Lifestyle changes are essential to improve your cholesterol levels.

  • Lose extra pounds. Losing weight can help lower cholesterol.
  • Eat a heart-healthy diet. Focus on plant-based foods, including fruits, vegetables and whole grains. Limit saturated fats and trans fats. Monounsaturated fat, found in olive and canola oils, is a healthier option. Avocados, nuts and oily fish are other sources of healthy fat.
  • Exercise regularly. With your doctor's OK, work up to at least 30 minutes of moderate intensity exercise five times a week.
  • Don't smoke. If you smoke, find a way to quit.
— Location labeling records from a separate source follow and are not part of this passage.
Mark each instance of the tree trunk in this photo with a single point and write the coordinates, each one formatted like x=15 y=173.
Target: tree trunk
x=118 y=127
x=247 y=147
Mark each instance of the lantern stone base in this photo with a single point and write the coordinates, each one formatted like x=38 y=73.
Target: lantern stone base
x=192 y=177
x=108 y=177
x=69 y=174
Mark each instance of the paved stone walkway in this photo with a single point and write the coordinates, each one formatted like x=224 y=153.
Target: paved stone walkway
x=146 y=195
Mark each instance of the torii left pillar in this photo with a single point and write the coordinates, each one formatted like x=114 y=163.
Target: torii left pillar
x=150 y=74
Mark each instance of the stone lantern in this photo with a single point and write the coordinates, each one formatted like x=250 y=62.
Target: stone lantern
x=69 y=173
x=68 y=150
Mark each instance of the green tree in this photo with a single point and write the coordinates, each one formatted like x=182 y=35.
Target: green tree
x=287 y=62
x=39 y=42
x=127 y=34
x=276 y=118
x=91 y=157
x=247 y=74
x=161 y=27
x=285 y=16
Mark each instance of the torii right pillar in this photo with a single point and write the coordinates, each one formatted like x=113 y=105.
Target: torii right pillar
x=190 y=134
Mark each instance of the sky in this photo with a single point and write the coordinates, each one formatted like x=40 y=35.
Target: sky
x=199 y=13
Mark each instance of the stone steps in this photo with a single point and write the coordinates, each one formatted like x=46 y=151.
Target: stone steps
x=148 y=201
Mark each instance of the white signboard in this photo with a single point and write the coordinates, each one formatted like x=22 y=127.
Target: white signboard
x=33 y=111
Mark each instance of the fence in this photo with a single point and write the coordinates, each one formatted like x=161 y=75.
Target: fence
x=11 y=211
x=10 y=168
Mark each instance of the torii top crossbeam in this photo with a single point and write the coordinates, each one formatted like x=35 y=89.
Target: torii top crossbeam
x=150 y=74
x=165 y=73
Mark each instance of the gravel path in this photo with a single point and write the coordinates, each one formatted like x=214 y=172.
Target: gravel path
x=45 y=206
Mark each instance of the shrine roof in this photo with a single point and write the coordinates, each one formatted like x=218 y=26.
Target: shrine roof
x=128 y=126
If you're an adult who hasn't had regular cholesterol level checks, make an appointment with your doctor. Here's some information to help you get ready for your appointment.

What you can do

When you make the appointment, ask if there's anything you need to do in advance. For a cholesterol test, you'll likely have to avoid eating or drinking anything other than water for nine to 12 hours before the blood sample is taken.

Make a list of:

  • Your symptoms, if any
  • Key personal information, including a family history of high cholesterol, coronary artery disease, strokes, high blood pressure or diabetes
  • All medications, vitamins or supplements you take, including doses
  • Questions to ask your doctor

For high cholesterol, some basic questions to ask your doctor include:

  • What tests do I need?
  • What's the best treatment?
  • How often do I need a cholesterol test?
  • Are there brochures or other printed material that I can have? What websites do you recommend?

Don't hesitate to ask other questions.

What to expect from your doctor

Your doctor is likely to ask you a number of questions, such as:

  • What's your diet like?
  • How much exercise do you get?
  • How much alcohol do you drink?
  • Do you smoke? Are you or were you around other smokers?
  • When was your last cholesterol test? What were the results?